Distinctive physiology of molecularly identified medium spiny neurons in the macaque putamen

Jonathan T Ting; Nelson J Johansen; Brian E Kalmbach; Naz Taskin; Brian Lee; Jason K Clark; Rennie Kendrick; Lindsay Ng; Cristina Radaelli; Natalie Weed; Rachel Enstrom; Shea Ransford; Ingrid Redford; Sarah Walling-Bell; Rachel Dalley; Michael Tieu; Jeff Goldy; Nik Jorstad; Kimberly Smith; Trygve Bakken; Ed S Lein; Scott F Owen

doi:10.1016/j.celrep.2024.114963

Distinctive physiology of molecularly identified medium spiny neurons in the macaque putamen

Cell Rep. 2024 Nov 7;43(11):114963. doi: 10.1016/j.celrep.2024.114963. Online ahead of print.

Authors

Jonathan T Ting¹, Nelson J Johansen², Brian E Kalmbach³, Naz Taskin², Brian Lee², Jason K Clark⁴, Rennie Kendrick⁴, Lindsay Ng², Cristina Radaelli², Natalie Weed², Rachel Enstrom², Shea Ransford², Ingrid Redford², Sarah Walling-Bell², Rachel Dalley², Michael Tieu², Jeff Goldy², Nik Jorstad², Kimberly Smith², Trygve Bakken², Ed S Lein⁵, Scott F Owen⁶

Affiliations

¹ Allen Institute for Brain Science, Seattle, WA 98109, USA; The Washington National Primate Research Center, University of Washington, Seattle, WA 98195, USA; Department of Neurobiology and Biophysics, University of Washington, Seattle, WA 98195, USA.
² Allen Institute for Brain Science, Seattle, WA 98109, USA.
³ Allen Institute for Brain Science, Seattle, WA 98109, USA; Department of Neurobiology and Biophysics, University of Washington, Seattle, WA 98195, USA.
⁴ Department of Neurosurgery, Stanford University School of Medicine, Stanford, CA 94305, USA.
⁵ Allen Institute for Brain Science, Seattle, WA 98109, USA; Department of Neurological Surgery, University of Washington School of Medicine, Seattle, WA 98195, USA.
⁶ Allen Institute for Brain Science, Seattle, WA 98109, USA; Department of Neurosurgery, Stanford University School of Medicine, Stanford, CA 94305, USA. Electronic address: sfowen@stanford.edu.

PMID: 39514389
DOI: 10.1016/j.celrep.2024.114963

Abstract

The distinctive physiology of striatal medium spiny neurons (MSNs) underlies their ability to integrate sensory and motor input.
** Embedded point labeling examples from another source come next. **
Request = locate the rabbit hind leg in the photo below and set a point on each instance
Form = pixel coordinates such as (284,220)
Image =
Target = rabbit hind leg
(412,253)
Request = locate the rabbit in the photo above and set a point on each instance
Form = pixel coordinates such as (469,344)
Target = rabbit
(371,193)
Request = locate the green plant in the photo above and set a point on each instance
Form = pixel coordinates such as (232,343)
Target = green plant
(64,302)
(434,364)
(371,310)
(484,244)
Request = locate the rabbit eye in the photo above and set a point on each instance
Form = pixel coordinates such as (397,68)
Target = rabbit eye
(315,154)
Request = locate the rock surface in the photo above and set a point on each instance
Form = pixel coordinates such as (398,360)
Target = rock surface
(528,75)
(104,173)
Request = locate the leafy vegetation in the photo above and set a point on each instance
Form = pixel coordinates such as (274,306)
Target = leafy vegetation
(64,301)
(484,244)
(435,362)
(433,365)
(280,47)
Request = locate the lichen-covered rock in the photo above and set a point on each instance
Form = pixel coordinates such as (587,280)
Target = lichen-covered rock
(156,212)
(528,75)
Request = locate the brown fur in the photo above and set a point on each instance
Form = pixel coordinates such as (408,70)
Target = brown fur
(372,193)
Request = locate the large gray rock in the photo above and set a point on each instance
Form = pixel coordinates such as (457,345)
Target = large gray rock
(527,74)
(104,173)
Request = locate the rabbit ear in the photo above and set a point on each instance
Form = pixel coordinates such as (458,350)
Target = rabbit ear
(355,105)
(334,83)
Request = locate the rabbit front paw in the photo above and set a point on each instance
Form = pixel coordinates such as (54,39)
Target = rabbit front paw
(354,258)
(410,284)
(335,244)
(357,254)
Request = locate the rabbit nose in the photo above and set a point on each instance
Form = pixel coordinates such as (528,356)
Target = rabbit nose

In rodents, MSNs have a hyperpolarized resting potential and low input resistance. When activated, they have a delayed onset of spiking and regular spike rate. Here, we show that in the macaque putamen, latency to spike is reduced and spike rate adaptation is increased relative to mouse. We use whole-cell brain slice recordings and recover single-cell gene expression using Patch-seq to distinguish macaque MSN cell types. Species differences in the expression of ion channel genes including the calcium-activated chloride channel, ANO2, and an auxiliary subunit of the A-type potassium channel, DPP10, are correlated with species differences in spike rate adaptation and latency to the first spike, respectively. These surprising divergences in physiology better define the strengths and limitations of mouse models for understanding neuronal and circuit function in the primate basal ganglia.

Keywords: CP: Cell biology; CP: Neuroscience; Patch-Seq; cross-species divergence; latency to spike; macaque; medium spiny neurons; mouse; physiology; putamen; single-cell gene expression; spike rate adaptation; spike rates; striatum.